Assume that the theorem is false, that is, there exist a $\rho$ and a sequence $\{x_n\}$ of linearly independent vectors with $A x_n = \lambda_n x_n$ and $|\lambda_n|>\rho$. We can restrict $A$ to the span of this sequence, it is easy to check that it has a bounded inverse (if $x=a_1x_1+ \cdots +a_k x_k$ then $A^{-1}x=a_1 x_1/\lambda_1 + \cdots + a_kx_k/\lambda_k$ and $||A^{-1}|| \leq 1/\rho$) therefore on this space we have a compact operator with bounded inverse and consequently the identity map in this space is compact , arriving to a contradiction since the space is infinite dimensional.

Answer 1

The span of $\lbrace x_n \rbrace$ isn't obviously a Banach space (it's not clear why it's closed in $E$), and, as one consequence, it's not clear to me why the restriction of $A$ to this space should be "compact" (meaning, takes bounded sets to precompact sets).

To give a specific counterexample to show this is a real problem, let $H$ be a separable Hilbert space with an orthonormal Hilbert basis $\lbrace e_i \rbrace$, and let $B : H \to H$ be the operator defined by $B(e_k) = \tfrac{1}{k} e_k$. Then $B$ is compact by standard theorems.

Let $V \subset H$ be the finite span of the $e_i$ (that is, the space of finite linear combinations of the $e_i$). Then $B$ certainly fixes $V$. But the operator $B : V \to V$ does not take bounded sets to precompact sets; for instance, if $\mathcal{B}_1$ is the unit ball in $V$ then $B(\mathcal{B}_1)$ contains the Cauchy sequence $\lbrace u_n \rbrace$ defined by $$ u_n := \sum_{k=1}^N \frac{1}{k 2^k} e_k = B\Big( \sum_{k=1}^N \frac{1}{2^k} e_k \Big), $$ but this sequence obviously has no limit in $V$.

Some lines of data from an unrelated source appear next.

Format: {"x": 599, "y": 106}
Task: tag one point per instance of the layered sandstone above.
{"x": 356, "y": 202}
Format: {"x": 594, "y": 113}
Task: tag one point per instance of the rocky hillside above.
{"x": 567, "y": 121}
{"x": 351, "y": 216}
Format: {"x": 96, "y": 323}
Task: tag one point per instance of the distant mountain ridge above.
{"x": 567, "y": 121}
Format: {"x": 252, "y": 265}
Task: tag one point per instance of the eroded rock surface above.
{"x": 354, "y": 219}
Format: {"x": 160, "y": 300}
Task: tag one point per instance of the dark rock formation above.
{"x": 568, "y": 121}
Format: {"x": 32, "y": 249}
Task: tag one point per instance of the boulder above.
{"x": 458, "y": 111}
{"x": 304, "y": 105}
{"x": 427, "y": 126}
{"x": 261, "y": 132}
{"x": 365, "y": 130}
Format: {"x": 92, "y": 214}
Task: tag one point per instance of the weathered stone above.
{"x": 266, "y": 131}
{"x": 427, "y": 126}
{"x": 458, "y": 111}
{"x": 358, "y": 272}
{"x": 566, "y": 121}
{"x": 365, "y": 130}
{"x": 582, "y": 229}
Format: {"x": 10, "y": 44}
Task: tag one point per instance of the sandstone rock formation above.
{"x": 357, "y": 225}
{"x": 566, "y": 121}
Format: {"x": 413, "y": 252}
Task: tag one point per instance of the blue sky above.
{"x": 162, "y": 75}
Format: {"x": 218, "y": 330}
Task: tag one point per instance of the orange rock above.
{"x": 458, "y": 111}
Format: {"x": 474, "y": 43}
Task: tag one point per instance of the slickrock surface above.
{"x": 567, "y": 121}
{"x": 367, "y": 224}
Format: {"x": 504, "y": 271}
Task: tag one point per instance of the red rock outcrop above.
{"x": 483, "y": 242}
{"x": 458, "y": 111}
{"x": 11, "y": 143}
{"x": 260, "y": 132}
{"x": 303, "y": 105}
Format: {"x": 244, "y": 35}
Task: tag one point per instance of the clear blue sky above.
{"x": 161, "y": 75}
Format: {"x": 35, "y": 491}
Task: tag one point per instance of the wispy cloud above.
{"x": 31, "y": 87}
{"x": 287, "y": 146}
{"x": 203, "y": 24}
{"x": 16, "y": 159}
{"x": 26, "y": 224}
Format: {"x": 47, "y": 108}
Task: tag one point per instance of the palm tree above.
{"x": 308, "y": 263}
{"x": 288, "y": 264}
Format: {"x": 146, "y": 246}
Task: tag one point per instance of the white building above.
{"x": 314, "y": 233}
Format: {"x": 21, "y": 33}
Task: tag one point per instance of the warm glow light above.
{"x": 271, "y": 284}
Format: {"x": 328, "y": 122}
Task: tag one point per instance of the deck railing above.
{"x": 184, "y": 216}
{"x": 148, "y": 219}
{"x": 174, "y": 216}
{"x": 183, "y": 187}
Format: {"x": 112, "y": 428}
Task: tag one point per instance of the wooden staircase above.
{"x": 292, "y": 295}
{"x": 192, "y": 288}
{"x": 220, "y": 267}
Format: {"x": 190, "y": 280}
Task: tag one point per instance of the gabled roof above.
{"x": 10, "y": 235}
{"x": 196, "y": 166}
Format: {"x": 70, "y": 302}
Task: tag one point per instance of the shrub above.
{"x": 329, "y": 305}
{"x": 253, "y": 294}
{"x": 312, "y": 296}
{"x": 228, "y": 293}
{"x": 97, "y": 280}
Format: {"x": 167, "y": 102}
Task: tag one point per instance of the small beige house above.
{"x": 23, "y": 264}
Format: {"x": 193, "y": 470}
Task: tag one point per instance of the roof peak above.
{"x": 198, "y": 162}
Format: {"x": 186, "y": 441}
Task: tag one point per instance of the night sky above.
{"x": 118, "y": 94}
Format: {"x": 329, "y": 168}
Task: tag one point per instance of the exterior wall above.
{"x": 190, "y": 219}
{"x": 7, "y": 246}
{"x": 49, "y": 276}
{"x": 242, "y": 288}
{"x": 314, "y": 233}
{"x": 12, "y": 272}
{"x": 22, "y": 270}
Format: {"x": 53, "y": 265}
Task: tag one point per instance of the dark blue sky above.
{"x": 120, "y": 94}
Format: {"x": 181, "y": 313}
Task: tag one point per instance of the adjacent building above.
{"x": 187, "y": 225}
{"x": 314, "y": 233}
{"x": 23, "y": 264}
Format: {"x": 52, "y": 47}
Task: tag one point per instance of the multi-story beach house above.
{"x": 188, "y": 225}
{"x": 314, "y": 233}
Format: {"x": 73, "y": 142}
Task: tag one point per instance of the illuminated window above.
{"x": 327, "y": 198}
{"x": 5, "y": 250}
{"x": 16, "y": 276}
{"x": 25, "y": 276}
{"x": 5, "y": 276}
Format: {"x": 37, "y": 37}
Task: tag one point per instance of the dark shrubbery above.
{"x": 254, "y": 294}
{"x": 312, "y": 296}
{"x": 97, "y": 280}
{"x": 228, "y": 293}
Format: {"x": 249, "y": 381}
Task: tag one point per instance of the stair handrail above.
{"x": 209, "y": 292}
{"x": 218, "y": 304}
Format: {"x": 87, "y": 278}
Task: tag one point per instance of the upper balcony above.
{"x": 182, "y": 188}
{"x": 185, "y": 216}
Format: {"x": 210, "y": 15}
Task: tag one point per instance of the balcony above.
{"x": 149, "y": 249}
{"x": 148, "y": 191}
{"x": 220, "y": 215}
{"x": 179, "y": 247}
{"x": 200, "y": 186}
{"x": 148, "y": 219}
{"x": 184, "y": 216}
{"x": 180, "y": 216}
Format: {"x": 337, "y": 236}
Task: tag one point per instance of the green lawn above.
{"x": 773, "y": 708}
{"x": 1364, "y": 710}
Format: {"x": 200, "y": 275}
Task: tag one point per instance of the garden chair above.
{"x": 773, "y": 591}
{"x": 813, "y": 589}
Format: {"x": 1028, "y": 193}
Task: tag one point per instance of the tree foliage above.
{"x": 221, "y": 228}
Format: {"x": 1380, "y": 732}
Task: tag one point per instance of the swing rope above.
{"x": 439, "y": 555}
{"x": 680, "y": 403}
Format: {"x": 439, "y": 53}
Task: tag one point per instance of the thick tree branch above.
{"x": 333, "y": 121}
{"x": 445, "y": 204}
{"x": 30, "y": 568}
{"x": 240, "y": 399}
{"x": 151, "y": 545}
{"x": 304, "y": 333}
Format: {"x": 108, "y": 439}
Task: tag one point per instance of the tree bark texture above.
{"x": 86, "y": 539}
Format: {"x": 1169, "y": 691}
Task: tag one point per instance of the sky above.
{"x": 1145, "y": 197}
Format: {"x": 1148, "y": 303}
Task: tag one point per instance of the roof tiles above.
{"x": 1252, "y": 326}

To try to fix this, one could in your proof replace the span of $\lbrace x_n \rbrace$ with its closure; but then one needs a better argument to show that $A$ is invertible with bounded inverse (which is, at least, not obvious to me at the moment).

Answer 2

We need

A lemma by Riesz: If $X$ is Banach and $M\subset X$ is a closed subspace then for every $\epsilon>0$ there is $x\in X$ such that $||x||=1$ and $d(x,M)>1-\epsilon$.

Proof: Let $1>\epsilon>0$. Pick $y\in X\setminus M$. Then $d(y,M)=a>0$. There exist $m\in M$ such that $$||y-m||\leq a\left(1+\frac{\epsilon}{1-\epsilon}\right)$$ Put $x:=\frac{y-m}{||y-m||}$. We can check that for $z\in M$ we have $$\begin{align}||x-z||&=\left|\left|\frac{y-m}{||y-m||}-z\right|\right|\\&=||y-m||^{-1}\cdot\left|\left|y-\color{red}{m-||y-m||\cdot z}\right|\right|\\&=||y-m||^{-1}\cdot||y-\color{red}{h}||\\&\geq||y-m||^{-1}\cdot a\ \ \ \ \text{ because }\color{red}{h}\in M\\&\geq 1-\epsilon\end{align}$$

---

Proving that eigenvalues of compact operators can only accumulate at $0$.

Assume that $\lambda\neq0$ is not an eigenvalue. Then $T:=A-\lambda$ is one-to-one.

Final goal: To show that $T^{-1}:X\to X$ exists and it is bounded. In particular this shows that $\lambda$ can't be a limit of eigenvalues.

Assume the image of $T$ is closed.

Then by the open mapping theorem $T^{-1}:\text{Im}(T)\to X$ exists and its continuous.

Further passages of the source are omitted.